На этот раз Миранда не стала отвечать, а повернулась, выбежала через кухонную дверь и упала на лужайке. Над головой чирикали птички. В воздухе держался запах теплой земли и сладковатый аромат цветов. Она уткнулась лицом в траву и дала волю слезам.
В доме все звонил и звонил телефон.
Глава 4
Одна, никем не замеченная, Миранда стояла за кладбищенскими воротами. Через кованую решетку ограды она видела людей в траурных одеждах, собравшихся у свежевыкопанной могилы. Народу собралось много, в чем не было ничего удивительного, поскольку городок прощался с уважаемым членом общества. Уважаемым? Возможно. Но любил Ричарда кто-нибудь из присутствующих, включая его жену? Миранда вздохнула. Да. Я думала, что любила. Когда-то…

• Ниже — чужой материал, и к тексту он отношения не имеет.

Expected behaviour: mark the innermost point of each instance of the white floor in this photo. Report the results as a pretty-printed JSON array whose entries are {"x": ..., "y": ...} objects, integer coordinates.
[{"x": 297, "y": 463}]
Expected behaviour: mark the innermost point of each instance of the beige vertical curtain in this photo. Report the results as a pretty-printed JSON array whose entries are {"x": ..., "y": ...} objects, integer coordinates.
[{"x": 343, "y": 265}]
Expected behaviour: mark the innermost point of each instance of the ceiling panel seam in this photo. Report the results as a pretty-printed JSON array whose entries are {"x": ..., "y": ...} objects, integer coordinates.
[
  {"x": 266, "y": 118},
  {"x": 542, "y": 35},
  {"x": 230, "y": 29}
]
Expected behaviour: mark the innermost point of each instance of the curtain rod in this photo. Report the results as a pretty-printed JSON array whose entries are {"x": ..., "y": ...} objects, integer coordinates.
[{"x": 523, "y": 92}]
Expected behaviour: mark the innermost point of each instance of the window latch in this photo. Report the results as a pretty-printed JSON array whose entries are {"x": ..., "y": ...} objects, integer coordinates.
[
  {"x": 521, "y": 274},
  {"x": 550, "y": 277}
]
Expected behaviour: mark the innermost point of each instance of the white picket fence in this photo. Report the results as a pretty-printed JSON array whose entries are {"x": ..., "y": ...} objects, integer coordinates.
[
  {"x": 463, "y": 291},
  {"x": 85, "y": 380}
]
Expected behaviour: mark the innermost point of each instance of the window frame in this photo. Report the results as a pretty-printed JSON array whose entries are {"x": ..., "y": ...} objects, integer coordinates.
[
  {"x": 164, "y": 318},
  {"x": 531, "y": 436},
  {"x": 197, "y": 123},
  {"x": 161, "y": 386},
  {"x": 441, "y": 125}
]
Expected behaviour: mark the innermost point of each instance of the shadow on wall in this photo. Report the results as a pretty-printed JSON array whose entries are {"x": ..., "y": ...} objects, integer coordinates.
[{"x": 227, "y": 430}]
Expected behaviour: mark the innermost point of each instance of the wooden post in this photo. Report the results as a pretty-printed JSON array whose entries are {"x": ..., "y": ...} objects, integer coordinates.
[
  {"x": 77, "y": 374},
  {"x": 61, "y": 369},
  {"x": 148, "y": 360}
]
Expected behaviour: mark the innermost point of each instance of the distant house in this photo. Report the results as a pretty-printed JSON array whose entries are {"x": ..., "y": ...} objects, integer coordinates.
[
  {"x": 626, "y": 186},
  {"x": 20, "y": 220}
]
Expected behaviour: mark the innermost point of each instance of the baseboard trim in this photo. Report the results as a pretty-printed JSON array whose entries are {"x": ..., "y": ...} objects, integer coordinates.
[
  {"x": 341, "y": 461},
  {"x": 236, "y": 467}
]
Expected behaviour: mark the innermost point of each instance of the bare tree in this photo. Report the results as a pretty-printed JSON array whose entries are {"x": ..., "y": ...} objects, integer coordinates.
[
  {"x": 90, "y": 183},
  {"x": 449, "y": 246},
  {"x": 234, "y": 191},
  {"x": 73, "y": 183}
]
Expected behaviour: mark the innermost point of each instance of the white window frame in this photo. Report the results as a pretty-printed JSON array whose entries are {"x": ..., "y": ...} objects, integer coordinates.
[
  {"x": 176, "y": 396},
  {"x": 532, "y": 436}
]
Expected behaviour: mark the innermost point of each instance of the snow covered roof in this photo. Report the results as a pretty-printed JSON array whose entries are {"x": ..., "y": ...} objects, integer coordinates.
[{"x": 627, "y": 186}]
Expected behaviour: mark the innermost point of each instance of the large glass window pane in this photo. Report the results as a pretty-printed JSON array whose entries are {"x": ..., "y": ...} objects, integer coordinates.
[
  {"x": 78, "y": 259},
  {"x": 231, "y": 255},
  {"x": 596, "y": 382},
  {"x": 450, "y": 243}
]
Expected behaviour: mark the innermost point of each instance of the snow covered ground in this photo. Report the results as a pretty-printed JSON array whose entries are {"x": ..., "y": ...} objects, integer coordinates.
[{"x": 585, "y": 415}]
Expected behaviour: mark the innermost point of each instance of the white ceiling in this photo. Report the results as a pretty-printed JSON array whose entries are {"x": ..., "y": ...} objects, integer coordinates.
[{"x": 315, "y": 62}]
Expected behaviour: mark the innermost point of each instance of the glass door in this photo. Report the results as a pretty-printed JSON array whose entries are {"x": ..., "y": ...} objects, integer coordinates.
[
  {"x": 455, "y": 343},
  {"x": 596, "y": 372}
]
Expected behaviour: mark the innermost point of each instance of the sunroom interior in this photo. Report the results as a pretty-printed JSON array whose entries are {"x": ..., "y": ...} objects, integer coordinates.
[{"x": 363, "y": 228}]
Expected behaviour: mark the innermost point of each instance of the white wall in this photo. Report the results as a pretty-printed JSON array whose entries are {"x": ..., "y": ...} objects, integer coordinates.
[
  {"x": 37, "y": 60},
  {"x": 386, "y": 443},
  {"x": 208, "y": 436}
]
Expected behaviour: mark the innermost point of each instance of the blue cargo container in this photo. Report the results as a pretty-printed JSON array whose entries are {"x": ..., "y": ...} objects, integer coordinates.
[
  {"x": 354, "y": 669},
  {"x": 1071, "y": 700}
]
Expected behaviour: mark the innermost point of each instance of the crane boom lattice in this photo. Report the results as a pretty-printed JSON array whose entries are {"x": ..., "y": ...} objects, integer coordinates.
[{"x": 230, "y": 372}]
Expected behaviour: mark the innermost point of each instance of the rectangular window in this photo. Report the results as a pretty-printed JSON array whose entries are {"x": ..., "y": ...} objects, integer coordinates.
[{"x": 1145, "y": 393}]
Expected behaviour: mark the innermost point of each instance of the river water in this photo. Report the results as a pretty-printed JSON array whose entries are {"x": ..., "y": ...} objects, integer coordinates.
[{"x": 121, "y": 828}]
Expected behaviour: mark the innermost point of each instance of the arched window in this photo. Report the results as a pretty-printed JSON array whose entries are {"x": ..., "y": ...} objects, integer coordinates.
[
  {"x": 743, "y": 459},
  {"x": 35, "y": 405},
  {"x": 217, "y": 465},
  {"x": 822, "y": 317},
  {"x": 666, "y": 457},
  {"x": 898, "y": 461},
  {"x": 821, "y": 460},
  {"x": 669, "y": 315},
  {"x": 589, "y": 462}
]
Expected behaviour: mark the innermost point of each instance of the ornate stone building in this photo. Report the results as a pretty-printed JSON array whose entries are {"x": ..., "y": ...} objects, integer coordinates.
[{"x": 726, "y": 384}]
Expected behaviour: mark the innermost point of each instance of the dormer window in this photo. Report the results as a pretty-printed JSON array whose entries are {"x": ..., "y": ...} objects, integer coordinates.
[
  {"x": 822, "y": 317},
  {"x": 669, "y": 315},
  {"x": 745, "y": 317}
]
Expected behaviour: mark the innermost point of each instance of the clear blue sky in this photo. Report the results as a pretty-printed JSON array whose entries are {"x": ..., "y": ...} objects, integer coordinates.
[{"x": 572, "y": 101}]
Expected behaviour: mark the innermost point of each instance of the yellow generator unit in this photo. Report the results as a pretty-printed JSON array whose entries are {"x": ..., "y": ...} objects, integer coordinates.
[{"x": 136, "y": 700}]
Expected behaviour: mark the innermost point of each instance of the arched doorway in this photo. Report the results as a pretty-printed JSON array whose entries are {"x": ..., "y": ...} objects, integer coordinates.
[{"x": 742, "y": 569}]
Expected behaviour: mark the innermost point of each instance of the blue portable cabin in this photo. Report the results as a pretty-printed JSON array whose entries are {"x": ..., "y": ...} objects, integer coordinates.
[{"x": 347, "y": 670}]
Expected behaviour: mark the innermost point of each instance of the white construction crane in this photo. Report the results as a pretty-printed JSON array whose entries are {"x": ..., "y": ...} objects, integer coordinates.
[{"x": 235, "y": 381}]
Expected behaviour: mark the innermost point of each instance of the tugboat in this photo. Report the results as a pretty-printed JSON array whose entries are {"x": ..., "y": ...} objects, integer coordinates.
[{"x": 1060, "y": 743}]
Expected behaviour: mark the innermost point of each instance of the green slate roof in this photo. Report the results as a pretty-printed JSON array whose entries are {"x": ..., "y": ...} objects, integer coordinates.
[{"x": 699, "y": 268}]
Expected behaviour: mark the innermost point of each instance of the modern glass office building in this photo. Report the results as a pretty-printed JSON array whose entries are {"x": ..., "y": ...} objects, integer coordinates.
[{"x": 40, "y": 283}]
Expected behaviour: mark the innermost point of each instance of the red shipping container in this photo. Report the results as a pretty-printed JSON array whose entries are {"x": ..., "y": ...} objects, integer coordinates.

Голос преподобного Марринера доносился едва различимым бормотанием. Слова терялись в шорохе веток сирени над головой. Миранда прислушалась. «Любящий муж… будет недоставать… страшная трагедия… прости, Господи…»
Прости .
Она повторила слово как спасительную молитву, сила которой могла вырвать ее из тисков вины. Но кто простит ее?
Уж точно никто из тех, кто пришел проститься с Ричардом Тримейном.
Миранда знала почти всех. Среди них были ее соседи, коллеги по газете, друзья. Бывшие друзья , – добавила она с горечью. Были и те, кто никогда бы не снизошел до знакомства с ней; те, кто вращался в тех сферах, куда Миранду никогда бы не допустили.
Вот Ноа Деболт, отец Эвелины, мрачный, но сдержанный. Вот Форест Мейхью, президент местного банка, в положенном случаю сером костюме. Вот мисс Лила Сент-Джон, помешанная на цветах и сама похожая на цветок, засушенный в семьдесят четыре года. И разумеется, все Тримейны. Собравшись у могилы, они являли трагическую сцену. Эвелина стояла между сыном и деверем, словно не доверяла собственным силам и рассчитывала на поддержку мужчин. Чуть в стороне от них, будто демонстрируя независимость, замерла Кэсси. Ее яркое, желто-оранжевое платье дерзко контрастировало с общим серо-черным фоном.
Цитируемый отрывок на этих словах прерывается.